Où se situe le risque, selon vous ?

Je surveille de près les titres obligataires émis par les entreprises notées BBB. Un abaissement de leurs notes par les agences de notation financières pourrait les amener à quitter la catégorie Investment Grade. Ces « anges déchus » perdraient alors beaucoup de liquidités car de nombreux investisseurs seraient contraints par des aspects réglementaires à céder leur position. Notre culture est d’éviter que le portefeuille perde de la valeur. Nous essayons de détecter les prochaines grandes crises. En 2007, nous n’avions pas hésité à placer 40 % de notre portefeuille en cash. Nous sommes depuis quelque temps en alerte, prêts à prendre de nouvelles mesures. En période de retournement économique et financier, il est aussi important de dire ce que l’on ne fait pas. On ne compense pas une baisse des taux par une augmentation du risque ou un allongement de la duration. On maintient notre niveau de risque. On accepte que notre rendement puisse diminuer dans les années qui viennent.

Les dettes subordonnées bancaires ou assurantielles suscitent l’appétit des investisseurs. Est-ce votre cas ?

Nous sommes très prudents sur les subordonnées bancaires européennes et plus confortables avec celles des grandes banques américaines. Les banques européennes souffrent en effet de l’environnement de taux négatifs.

"Le marché immobilier n’est probablement pas loin de son plus haut niveau de valorisation, notamment à Paris" 

Les marchés de la dette privée ont connu un important afflux de capitaux au cours des dernières années. Cette dynamique a créé un rapport de force plus favorable aux emprunteurs. Certains notent d’ailleurs une détérioration de la protection des prêteurs. Quel regard portez-vous sur ce segment ? Y voyez-vous encore des opportunités ?

Effectivement, on constate une détérioration des conditions d’octroi de crédit avec une diminution, non seulement du nombre de covenants, mais aussi de leur niveau et de leur nature coercitive. On pense toutefois qu’il existe encore des opportunités sur certains marchés, notamment sur de la dette mezzanine et de la dette junior, en infrastructure et en immobilier.

Depuis quelques années, les institutionnels ont augmenté leur investissement vers les actifs réels : le capital investissement mais aussi les infrastructures. Qu’en est-il pour vous ?

Nous sommes amenés à augmenter nos investissements sur le private equity et les infrastructures. Jusqu’à présent, nous nous sommes surtout employés à diversifier notre portefeuille sur des actifs moins liquides tels que les prêts à effet de levier (leveraged loans), les dettes d’infrastructures et les dettes immobilières. L’objectif est d’aller chercher une prime d’illiquidité sur des actifs qui disposent de sûretés protégeant le risque de défaut. 

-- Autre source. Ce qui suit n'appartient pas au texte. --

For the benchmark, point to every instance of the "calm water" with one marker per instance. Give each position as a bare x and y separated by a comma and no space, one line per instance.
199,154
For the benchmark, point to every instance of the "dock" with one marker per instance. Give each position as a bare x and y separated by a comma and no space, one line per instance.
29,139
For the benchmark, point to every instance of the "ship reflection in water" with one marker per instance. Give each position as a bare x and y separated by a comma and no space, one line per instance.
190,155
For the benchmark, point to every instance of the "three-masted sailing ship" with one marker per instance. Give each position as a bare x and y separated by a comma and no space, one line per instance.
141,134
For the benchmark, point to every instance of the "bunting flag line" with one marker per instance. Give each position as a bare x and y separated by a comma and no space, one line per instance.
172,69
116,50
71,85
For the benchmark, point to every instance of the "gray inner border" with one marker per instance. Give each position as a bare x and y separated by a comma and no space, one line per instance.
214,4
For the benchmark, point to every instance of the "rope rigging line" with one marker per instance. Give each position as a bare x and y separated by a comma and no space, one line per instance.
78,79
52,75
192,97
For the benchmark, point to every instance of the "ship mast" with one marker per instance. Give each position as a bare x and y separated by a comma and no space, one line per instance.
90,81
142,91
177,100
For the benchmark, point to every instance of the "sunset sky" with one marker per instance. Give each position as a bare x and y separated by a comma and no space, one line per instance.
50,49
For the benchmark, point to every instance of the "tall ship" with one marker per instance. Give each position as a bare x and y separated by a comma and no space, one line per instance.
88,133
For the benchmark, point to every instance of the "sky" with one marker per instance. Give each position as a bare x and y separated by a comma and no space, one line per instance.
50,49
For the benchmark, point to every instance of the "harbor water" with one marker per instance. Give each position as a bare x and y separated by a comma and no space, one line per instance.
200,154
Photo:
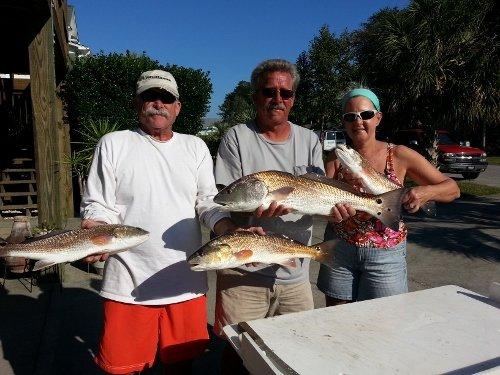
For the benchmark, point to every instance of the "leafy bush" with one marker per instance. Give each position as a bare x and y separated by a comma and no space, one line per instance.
102,87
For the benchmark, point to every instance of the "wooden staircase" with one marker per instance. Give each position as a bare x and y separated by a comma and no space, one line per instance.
18,188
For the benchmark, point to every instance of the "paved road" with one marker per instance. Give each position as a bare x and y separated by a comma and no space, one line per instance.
49,332
491,176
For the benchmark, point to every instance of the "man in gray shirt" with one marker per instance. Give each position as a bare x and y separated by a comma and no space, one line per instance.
270,142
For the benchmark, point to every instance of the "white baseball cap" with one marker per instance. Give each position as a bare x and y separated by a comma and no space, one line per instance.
157,79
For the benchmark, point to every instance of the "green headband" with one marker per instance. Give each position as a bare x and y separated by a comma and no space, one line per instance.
361,92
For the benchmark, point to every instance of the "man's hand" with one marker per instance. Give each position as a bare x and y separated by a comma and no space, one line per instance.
274,210
341,212
87,224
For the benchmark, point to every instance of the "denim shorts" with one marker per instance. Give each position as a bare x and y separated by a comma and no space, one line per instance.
361,273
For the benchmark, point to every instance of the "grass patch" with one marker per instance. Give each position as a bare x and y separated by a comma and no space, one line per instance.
468,188
495,160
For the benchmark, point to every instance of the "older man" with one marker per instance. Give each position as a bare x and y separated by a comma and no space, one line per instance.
271,142
162,181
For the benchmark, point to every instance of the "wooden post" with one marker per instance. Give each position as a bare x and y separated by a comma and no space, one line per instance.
48,138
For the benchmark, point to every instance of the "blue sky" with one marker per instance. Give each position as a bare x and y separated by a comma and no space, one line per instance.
226,38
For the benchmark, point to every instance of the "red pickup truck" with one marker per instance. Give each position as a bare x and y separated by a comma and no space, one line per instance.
453,156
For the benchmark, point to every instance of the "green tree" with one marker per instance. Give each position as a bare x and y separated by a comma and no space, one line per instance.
326,70
102,86
238,106
435,62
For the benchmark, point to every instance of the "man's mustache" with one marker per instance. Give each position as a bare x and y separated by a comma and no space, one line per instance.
157,112
272,106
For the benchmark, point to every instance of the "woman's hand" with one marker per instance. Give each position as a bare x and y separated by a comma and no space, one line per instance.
341,212
87,224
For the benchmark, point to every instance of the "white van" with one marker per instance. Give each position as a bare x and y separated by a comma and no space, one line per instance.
332,138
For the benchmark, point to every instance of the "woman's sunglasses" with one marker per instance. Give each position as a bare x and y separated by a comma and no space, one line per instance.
364,115
270,92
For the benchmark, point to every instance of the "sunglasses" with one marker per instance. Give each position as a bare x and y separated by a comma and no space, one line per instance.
152,96
270,92
364,115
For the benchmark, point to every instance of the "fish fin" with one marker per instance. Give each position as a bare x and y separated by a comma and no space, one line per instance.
326,252
44,236
100,239
281,193
429,208
389,211
290,263
42,264
243,254
329,181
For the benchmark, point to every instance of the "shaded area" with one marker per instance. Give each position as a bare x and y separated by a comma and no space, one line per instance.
470,227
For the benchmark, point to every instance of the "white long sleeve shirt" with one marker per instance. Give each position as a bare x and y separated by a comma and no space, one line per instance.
166,188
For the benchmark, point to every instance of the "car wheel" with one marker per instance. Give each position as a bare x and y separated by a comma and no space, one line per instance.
470,175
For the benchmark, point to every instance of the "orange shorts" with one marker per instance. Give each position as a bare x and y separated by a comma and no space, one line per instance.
134,334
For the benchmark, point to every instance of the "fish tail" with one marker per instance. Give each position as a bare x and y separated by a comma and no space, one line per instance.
389,211
326,252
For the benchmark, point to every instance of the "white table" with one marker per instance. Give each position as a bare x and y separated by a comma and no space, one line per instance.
441,330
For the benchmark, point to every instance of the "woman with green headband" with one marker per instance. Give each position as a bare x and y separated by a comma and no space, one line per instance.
370,260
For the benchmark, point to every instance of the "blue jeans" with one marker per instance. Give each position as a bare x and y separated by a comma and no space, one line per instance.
361,273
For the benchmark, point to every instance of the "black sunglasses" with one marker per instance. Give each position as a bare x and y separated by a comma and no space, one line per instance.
270,92
153,95
364,115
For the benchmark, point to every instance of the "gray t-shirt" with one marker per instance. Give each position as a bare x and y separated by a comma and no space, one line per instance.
244,150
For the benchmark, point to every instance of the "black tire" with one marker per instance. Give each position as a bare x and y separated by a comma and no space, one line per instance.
470,175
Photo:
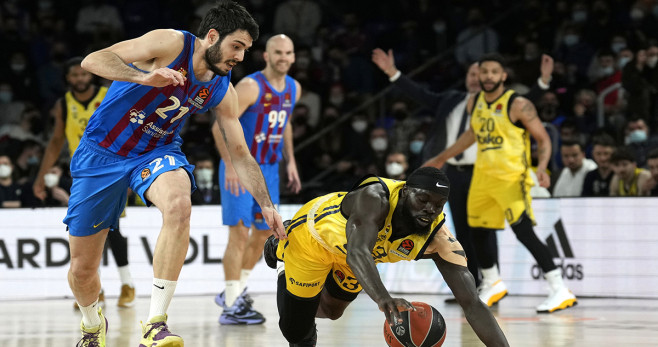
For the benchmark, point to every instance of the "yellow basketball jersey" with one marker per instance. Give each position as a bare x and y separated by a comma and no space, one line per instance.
326,224
503,148
632,190
77,116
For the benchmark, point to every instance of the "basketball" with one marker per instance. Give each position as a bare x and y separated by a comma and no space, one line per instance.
424,327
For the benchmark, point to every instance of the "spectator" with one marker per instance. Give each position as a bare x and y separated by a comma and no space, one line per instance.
637,137
570,181
10,192
597,182
628,180
207,192
397,166
652,163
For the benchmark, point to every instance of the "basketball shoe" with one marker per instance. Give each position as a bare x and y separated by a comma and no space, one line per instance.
94,337
491,292
559,297
156,334
127,297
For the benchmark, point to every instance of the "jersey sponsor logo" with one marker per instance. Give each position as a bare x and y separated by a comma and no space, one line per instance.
303,284
406,246
137,116
146,173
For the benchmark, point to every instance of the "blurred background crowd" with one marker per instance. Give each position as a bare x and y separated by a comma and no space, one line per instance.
349,122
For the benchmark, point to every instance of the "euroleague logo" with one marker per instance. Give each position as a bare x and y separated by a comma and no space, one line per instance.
406,246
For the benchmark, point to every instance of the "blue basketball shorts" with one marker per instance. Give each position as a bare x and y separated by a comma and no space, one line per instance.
243,207
101,180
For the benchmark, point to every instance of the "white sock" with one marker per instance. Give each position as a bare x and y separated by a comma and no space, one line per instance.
161,295
491,274
124,275
90,316
232,292
244,276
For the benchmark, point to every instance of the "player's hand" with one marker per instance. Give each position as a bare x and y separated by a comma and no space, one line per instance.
39,188
384,61
232,182
294,184
163,77
543,179
392,307
273,220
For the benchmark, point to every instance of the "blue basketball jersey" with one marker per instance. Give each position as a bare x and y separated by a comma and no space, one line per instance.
133,119
265,121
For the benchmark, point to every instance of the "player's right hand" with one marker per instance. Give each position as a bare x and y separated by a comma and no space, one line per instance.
232,182
392,307
163,77
39,188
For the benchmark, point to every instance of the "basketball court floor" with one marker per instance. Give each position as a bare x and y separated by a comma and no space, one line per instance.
594,322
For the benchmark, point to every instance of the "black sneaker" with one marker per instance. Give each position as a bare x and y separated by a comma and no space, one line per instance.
310,341
269,251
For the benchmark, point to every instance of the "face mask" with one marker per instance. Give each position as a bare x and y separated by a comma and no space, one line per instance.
51,179
636,136
33,160
623,61
394,169
579,16
571,39
416,146
5,171
607,71
204,176
379,144
359,126
6,96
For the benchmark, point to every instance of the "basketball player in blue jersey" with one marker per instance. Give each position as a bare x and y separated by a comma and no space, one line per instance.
266,100
132,141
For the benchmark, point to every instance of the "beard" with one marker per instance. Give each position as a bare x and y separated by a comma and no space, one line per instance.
492,88
214,56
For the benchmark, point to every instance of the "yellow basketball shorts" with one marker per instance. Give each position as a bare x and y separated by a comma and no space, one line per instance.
308,264
491,201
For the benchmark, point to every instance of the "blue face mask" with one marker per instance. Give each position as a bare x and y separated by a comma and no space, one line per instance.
416,146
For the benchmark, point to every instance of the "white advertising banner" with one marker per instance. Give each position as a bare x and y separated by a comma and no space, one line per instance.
606,247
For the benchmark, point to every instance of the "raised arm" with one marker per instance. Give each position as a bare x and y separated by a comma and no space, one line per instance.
152,52
367,210
522,109
52,151
450,259
251,177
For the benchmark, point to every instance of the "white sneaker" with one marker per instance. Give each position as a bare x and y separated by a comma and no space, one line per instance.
491,293
558,300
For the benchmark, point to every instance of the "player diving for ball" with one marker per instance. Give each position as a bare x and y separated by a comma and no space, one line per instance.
335,241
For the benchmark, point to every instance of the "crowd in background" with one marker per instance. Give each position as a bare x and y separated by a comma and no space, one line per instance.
595,45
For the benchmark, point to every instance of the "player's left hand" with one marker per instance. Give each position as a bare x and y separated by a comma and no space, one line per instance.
294,184
543,179
274,221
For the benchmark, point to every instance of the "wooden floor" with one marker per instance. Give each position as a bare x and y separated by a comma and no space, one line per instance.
594,322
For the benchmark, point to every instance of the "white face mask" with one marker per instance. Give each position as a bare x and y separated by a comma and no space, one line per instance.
51,179
5,171
394,169
359,126
379,144
204,176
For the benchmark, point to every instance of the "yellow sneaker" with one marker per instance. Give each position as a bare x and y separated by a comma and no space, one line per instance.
94,337
127,297
157,334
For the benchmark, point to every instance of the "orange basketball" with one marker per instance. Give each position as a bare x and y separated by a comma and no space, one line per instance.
424,327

Les prix de l’immobilier parisien atteignent des sommets. Cela freine-t-il votre politique d’investissement ?

Le marché immobilier n’est probablement pas loin de son plus haut niveau de valorisation, notamment à Paris. Nous réalisons donc moins d’acquisitions en ce moment et sommes plutôt vendeurs. Notre stratégie d’investissement sur cette classe d’actifs suit une logique « value added ». Notre choix se porte sur des actifs bien placés, sur lesquels nous réalisons des rénovations d’envergure en les mettant au plus haut standard environnemental. Dès que le bien est loué, nous le cédons dans le but de maximiser la plus-value.